In a significant escalation of interior immigration enforcement, the Transportation Security Administration has routinely been providing full airline passenger lists to Immigration and Customs Enforcement. The practice began in March and involves several transfers per week of traveler data from TSA to ICE. It is part of a broader effort by federal authorities to identify and detain people subject to deportation orders before they board flights.
Under this arrangement, TSA supplies the full names of passengers flying into, out of, or within the United States. ICE agents then match those lists against their own databases of noncitizens with outstanding deportation orders. If a traveler appears on ICE’s list, agents may be dispatched to an airport to detain them, potentially preventing travel and initiating removal proceedings.
Evidence shows this cooperation has produced real-world consequences. One documented case involved 19-year-old college student Any Lucía López Belloza, who was detained at Boston’s Logan International Airport on November 20 after her name appeared on ICE’s list as she attempted to board a flight home. Two days later, she was deported to Honduras.
A former ICE official stated that in their jurisdiction, approximately 75% of individuals flagged by the program were arrested—a rate indicating the data-sharing initiative’s effectiveness as an enforcement mechanism. This development occurs amid intensified federal immigration operations. Homeland Security Secretary Kristi Noem recently highlighted “historic progress” in deportations, claiming over 600,000 deportations and nearly 2 million voluntary departures have occurred since early 2025.

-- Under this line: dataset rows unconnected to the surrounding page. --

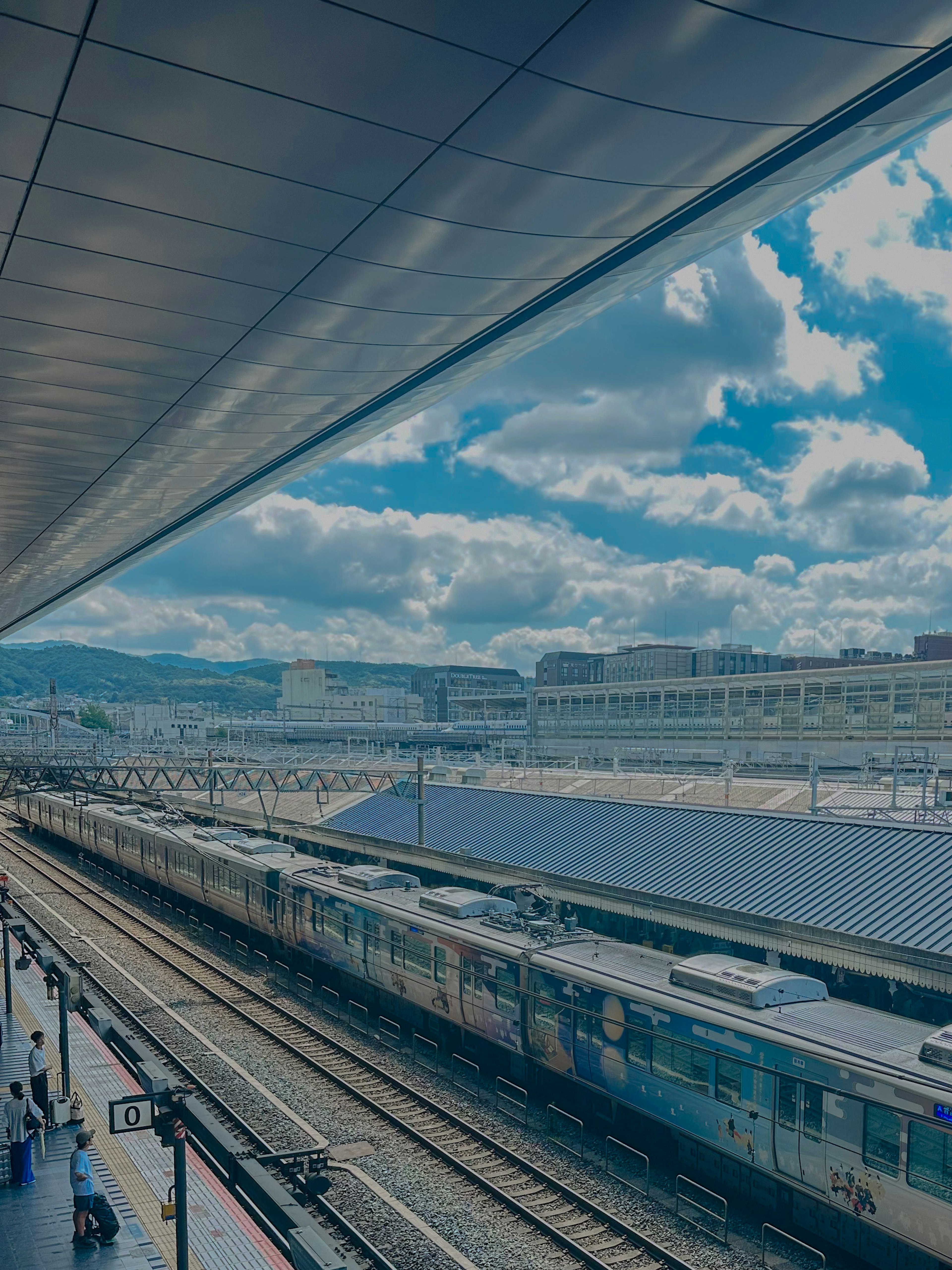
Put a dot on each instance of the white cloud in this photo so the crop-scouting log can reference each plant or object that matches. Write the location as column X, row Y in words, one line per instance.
column 686, row 293
column 870, row 233
column 408, row 441
column 502, row 590
column 809, row 357
column 734, row 326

The practice has sparked debate about civil liberties and privacy. Critics argue that handing over passenger lists to an enforcement agency without individualized warrants or judicial oversight raises serious constitutional concerns, particularly regarding unreasonable searches and seizures. They also warn of the risk of mistaken identity and the potential for ICE to detain people with tenuous ties to the deportation system. Proponents defend the data-sharing arrangement as a logical use of information to enforce immigration laws and remove those with final orders of removal.